Yoga bilimi insan varlığını en basit anlamda üç boyutta inceler bunlar; fizik, zihin ve ruh planlarımızdır. Yoga üç planın en dengeli şekilde uyumluluğunu temin eder, tüm Asanaların temel amacı bu olgularımızın evrenle uyum içerisinde dengelenebilmesi, böylece de varlığımızın yüceltilmesidir.

Yoga çalışmalarında Asana’ların çok önemli değerleri olan zihinsel ve süptil planlar atlanmamalı ve yalnızca bir nefes veya beden tekniği olarak çalışmalar yapılmamalıdır. Buradaki açıklamalar ve merkezimizde uygulamakta olduğumuz çalışma yöntemimiz geleneksel bilgiye uygun olarak Asana’nın tüm değerlerinin algılanışı ve ondan her planda yararlanmak üzerine kurulmuştur.

Yoga çalışmalarında Asanalar, esnetme ve güçlendirme egzersizleri ile beden nazikçe esnetilir ve gevşetilir, esneklik artar, eklemlerin ve kasların sertliği, gerginliği azaltılır. Eklemlerin ve tüm bedenin gücü ve dayanıklığı artar. Fizik planda her bir asana kendi grubuna göre bedenimizi mükemmel şekilde dengeler, esnetir ve açar. Katı ve sert haldeki kas yapıları gerektiği zaman sertleşecek şekilde uzun ve esnek hale gelir. Yoga çalışmaları bir zayıflama yöntemi olmamakla beraber elbetteki vücudumuzun bu şekilde uyarılması onun gereksiz dokulardan kurtulmasını ve böylece mükemmel bir şekle girmesini temin eder.

Yoga asanaları ve uygulanış tarzı sportif hareketler değildir. Yapmak istediğiniz yalnızca beden hareketleri ise buna uygun pek çok jimnastik ve sportif faaliyetten birini tercih edebilirsiniz. Yoga’nın ciddi bir felsefi temele dayanan ruhsal bir çalışma olduğunu hep hatırınızda tutunuz.
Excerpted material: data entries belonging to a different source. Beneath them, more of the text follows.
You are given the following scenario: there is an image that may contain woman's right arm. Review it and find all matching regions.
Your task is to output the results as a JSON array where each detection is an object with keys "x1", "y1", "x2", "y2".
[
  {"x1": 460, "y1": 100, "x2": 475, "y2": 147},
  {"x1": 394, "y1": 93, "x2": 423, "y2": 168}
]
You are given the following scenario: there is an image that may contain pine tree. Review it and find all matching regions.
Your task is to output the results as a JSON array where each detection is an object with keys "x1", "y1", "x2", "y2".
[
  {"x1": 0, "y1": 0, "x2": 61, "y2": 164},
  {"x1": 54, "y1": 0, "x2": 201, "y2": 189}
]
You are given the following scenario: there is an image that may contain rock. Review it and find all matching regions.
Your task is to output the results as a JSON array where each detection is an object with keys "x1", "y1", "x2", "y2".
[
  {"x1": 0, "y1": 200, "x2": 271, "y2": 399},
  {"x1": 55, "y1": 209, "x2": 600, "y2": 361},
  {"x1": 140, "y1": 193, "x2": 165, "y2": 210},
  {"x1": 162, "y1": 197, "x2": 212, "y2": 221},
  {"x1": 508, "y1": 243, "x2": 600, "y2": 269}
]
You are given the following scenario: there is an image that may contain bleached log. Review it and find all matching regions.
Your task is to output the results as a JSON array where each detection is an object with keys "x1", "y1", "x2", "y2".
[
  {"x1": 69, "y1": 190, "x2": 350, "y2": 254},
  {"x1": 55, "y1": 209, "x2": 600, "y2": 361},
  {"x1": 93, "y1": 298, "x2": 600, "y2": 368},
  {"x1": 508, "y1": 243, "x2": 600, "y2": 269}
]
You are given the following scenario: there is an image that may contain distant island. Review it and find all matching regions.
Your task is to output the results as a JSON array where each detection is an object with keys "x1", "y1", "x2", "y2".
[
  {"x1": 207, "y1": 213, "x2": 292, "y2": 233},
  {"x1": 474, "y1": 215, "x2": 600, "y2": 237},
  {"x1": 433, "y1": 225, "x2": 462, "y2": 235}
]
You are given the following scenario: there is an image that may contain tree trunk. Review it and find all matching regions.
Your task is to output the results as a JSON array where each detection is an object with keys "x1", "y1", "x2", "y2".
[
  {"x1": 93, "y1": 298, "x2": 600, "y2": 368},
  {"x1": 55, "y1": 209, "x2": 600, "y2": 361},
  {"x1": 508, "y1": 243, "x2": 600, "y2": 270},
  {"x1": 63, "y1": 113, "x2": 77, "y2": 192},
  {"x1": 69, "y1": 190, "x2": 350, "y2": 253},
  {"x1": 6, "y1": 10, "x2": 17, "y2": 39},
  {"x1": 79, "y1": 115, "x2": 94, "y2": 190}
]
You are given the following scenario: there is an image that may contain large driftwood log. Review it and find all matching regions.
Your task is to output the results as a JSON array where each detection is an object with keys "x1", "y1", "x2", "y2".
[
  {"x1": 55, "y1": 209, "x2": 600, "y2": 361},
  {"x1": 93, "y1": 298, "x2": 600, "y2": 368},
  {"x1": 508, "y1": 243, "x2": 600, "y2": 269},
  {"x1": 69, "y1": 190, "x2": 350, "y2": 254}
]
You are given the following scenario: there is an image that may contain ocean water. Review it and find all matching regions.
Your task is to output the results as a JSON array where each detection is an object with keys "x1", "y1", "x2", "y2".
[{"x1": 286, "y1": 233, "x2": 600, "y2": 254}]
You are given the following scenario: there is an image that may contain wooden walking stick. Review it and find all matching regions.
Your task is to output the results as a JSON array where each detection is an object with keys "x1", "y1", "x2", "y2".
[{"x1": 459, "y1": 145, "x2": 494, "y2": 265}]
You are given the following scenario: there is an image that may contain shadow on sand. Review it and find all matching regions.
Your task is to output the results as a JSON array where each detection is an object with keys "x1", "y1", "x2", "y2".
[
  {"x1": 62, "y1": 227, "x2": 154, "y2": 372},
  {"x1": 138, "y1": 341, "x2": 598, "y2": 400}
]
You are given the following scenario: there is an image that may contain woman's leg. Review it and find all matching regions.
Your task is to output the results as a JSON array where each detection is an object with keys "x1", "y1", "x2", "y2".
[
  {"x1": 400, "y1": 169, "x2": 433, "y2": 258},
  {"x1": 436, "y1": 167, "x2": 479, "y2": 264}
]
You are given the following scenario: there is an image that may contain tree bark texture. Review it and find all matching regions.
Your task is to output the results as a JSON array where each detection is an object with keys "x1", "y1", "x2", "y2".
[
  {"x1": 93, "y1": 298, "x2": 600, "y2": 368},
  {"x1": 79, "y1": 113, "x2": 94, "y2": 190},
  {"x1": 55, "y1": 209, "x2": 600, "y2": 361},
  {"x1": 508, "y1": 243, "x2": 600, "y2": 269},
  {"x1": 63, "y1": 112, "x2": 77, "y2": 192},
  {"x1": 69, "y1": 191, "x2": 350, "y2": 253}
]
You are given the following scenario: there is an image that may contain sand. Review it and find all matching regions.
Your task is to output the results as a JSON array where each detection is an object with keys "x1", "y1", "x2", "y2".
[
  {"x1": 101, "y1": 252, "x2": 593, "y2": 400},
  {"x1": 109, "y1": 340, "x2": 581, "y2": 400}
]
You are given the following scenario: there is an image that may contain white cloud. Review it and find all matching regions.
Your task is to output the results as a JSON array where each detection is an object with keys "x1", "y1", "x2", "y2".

Her bir Asana, Mudra ve arınma (Kriya) kendi içerisinde belirli bedensel ve zihinsel şifa gücüne sahiptir. Her asana varlığımızda mevcut olan bir veya birkaç Chakrayı ve Nadilerimizi uyarır, besler, dengeler. Bu durum asananın süptil plandaki değerlerinden biridir. Yoga Asana’larının süptil beden üzerindeki etki ve faydalarını muhakkak çalışmalarımız sırasında bilmeli ve gerekli konsantrasyonu da yaparak çalışmamızı kuvvetlendirmeliyiz. Süptil beden, Chakra ve nadilerimiz ile ilgili geniş bilgiyi sitemizde ilgili sayfalarda bulabilirsiniz.

Asana’ların diğer bir özelliği ise varlıksal yapımızın her planını dengelemesidir, özellikle fizik ve zihin yapımız mükemmelce dengelenecektir. Konsantrasyon ve farkındalık kabiliyetimiz en iyi şekilde artacaktır.

Değişik uygulamalar ve varyasyonları ile pek çok asana bulunmaktadır. Bunlardan bazıları temel pozlardır. Her okul ve sistemi hatta aynı sistemin değişik hocaları tarafından uygulamanın değişik yorumlandığı görülür ancak temel duruş ve amaç asla değişmemektedir.

Asana’lara genellikle basit pozlardan başlanarak geliştirilmeli, uygulama sırasında kişi ne kendisi ne de başkaları ile yarış içinde olmamalıdır. Asana sizin kişisel dostunuzdur, o başkalarına gösteriş yapmak için kullanacağınız bir araç değildir. Bu şekildeki uygulama Yoga’nın etiğine aykırıdır.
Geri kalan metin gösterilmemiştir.